The two clubs planned a trip to Washington, DC in 1869. This would have been the only recorded trip of the Knickerbockers outside the metropolis. It didn't come off, however:
"The proposed contest between the Knickerbocker Club, of this city, and the Excelsiors of Brooklyn, announced to take place at Washington on Friday last, was unavoidably postponed, owing to the inability of the majority of the members of the Knickerbocker Club to leave town in consequence of the critical position of things in the money-market, several of the Knickerbockers being in business in Wall street." New York Sunday Mercury September 26, 1869
In other words, it is hard to coordinate something like this when the participants actually work for a living, and not merely by the hour.
The Knickerbockers further isolated themselves in 1872. The old Elysian Fields grounds were closed due to the march of progress (i.e. it was more profitable to develop the land). The Knickerbockers sublet the nearby St. George CC grounds one day a week. These were enclosed grounds, but rather than using this as a vehicle to charge admission, the Knickerbockers used it to exclude uninvited outsiders:
"The Knickerbockers have an enclosed ground private to themselves, none but members or specially invited guests being allowed on the field." New York Sunday Mercury June 29, 1873
They continued to play match games, but only with pure amateur clubs which are deeply obscure today, such as a game on June 25, 1873 against the Arlington BBC, played on the Melrose ground in Morrisania.
One of my little regrets in life is that the Knickerbockers never played the Olympics of Philadelphia. The Olympics did make one trip to New York, but it was in their semi-professional period, when they wouldn't really have been the sort of team the Knickerbockers played with. The problem was that while there were true amateur clubs composed of men of an age to be in the prime of their (non-baseball) careers, this virtually by definition made it almost impossible for them to tour.

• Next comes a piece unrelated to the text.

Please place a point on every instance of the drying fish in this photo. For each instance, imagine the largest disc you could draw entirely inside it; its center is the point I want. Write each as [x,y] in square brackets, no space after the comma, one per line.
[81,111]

And yes, the Carroll Park grounds were typically ready for play early, due to good drainage:
"The Carroll Park grounds—vacant lots adjoining Carroll Park, South Brooklyn—is the locality at which the opening games of the season are played every year, the hard sandy soil of the lots admitting of play before the turfy fields are in condition elsewhere." New York Daily Tribune March 30, 1867
We could add to that that the Union and the Capitoline Grounds were designed to double as skating ponds, which is to say that they had poor drainage by design. Worst, however, were the Tremont Grounds of the Unions of Morrisania. These were opened with great fanfare and at great expensive in 1868, intended to replace the old Melrose grounds (the triangle amidst the railroad tracks) but the drainage problems often made them unplayable:
"The grounds of the Union Club, at Tremont, are almost useless, a day’s rain making them so wet and muddy that play is impossible for a week afterward. We have not seen them really dry and in first-class condition once this season, and unless more perfect drainage can be effected, the boys had better return to the old "triangle"; at Melrose, or find some more suitable sport for play. A good coat of turf would do much to improve the ground, and we hope that next season we shall find green grass instead of mud." New York Dispatch October 25, 1868
[Trimountains vs. Gramercy 9/21/1868] "Both clubs took the cars at the Harlem Depot for Tremont, the new grounds of the Unions had been selected for the match, owing to the rain however, the ground was quite wet, and it was finally decided to go to Melrose, and play on the Unions old grounds..." New England Base Ballist August 6, 1868
I can't prove it, but I have a suspicion that this is the explanation for the Union club's rapid fall from being one of the top clubs to being defunct.
Posted by Richard Hershberger, 2/25/2014.